The album is being reissued on June 28 in a 25th anniversary edition with three bonus tracks, including the instrumental “Riverbed Rag” which The Times is premiering.
The track is a duet between Alvin and his longtime friend and collaborator, multi-instrumentalist Greg Leisz. Alvin says the bouncy folk-rooted excursion was inspired by the usually dry San Gabriel River near which both grew up.
“Greg was already a respected, multi-instrumentalist veteran of the West Coast folk and country-rock scenes, while I was a loud, primitive blues guitar basher and songwriter from the raw edges of the rock ’n’ roll world,” Alvin writes in the set’s new liner notes.
“That didn’t stop us from bonding quickly over our favorite songwriters,” he continues, “our similar dark senses of humor, our interest in history and love of the wilderness, as well as our memories of growing up on opposite sides of the dry San Gabriel riverbed and playing in long-gone orange groves.”
Immersed in the blues, primal rock and R&B growing up in Downey, Alvin also writes that “Ironically, for a wild blues blaster best known for beating up innocent electric guitars, this acoustic album became the best-selling solo album of my career.”
He rearranged some of his songs the Blasters had recorded in rocked-up electric versions — “Bus Station” and “Leaving” — and the elegiac “Fourth of July” that he’d brought to X for the group’s “See How We Are” album, plus versions of Whistlin’ Alex Moore’s “East Texas Blues,” retitled “West Texas Woman,” Memphis Slim’s “Mother Earth” and a duet rendition with Syd Straw of George Jones’ 1956 hit “What Am I Worth.”
“King of California” was recorded the day after the Southland was hit by the 6.7 magnitude Northridge earthquake, which didn’t deter Alvin from proceeding, and on some level parallels the impact the album had on his understanding of his own music.
“‘King of California’ is when I decided, ‘This is when I let the song tell me what it sounds like’,” he writes. “Ever since then, that’s been my rule.
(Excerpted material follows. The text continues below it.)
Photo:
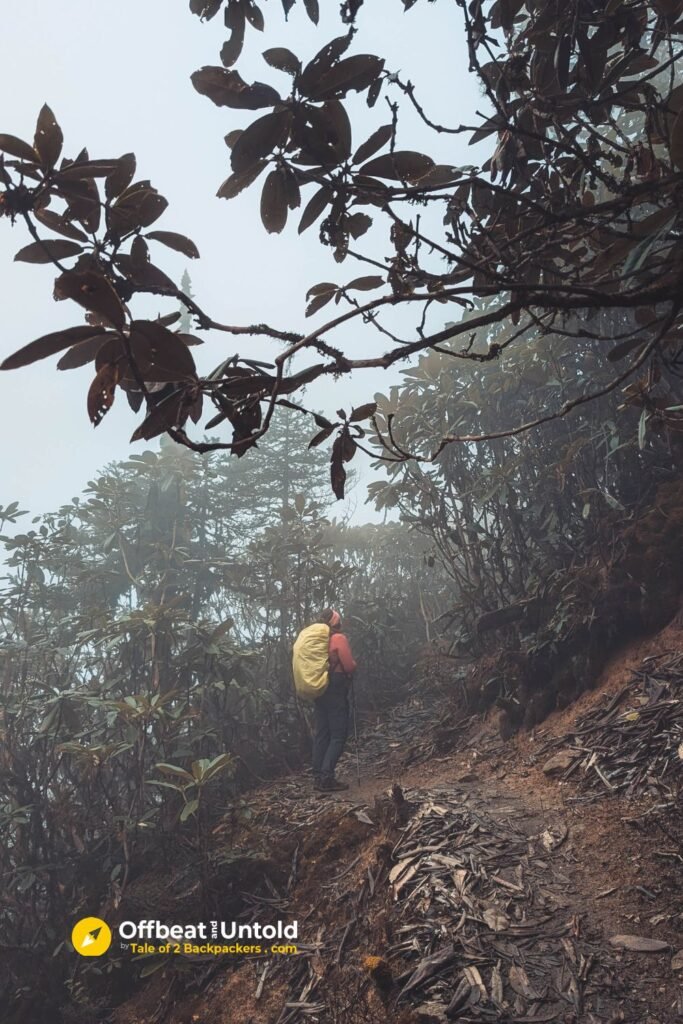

It sounds ridiculous, but it was something I had to learn.”
Alvin starts a new tour June 1 in Iowa City, Iowa, and reaches Southern California for stops June 14 and 16 at McCabe’s in Santa Monica and June 15 at the Sweetwater Community Church in Bonita in San Diego Country. Leisz will accompany Alvin on several of the dates, including the McCabe’s shows, while Texas singer-songwriter Jimmie Dale Gilmore will join him at several others.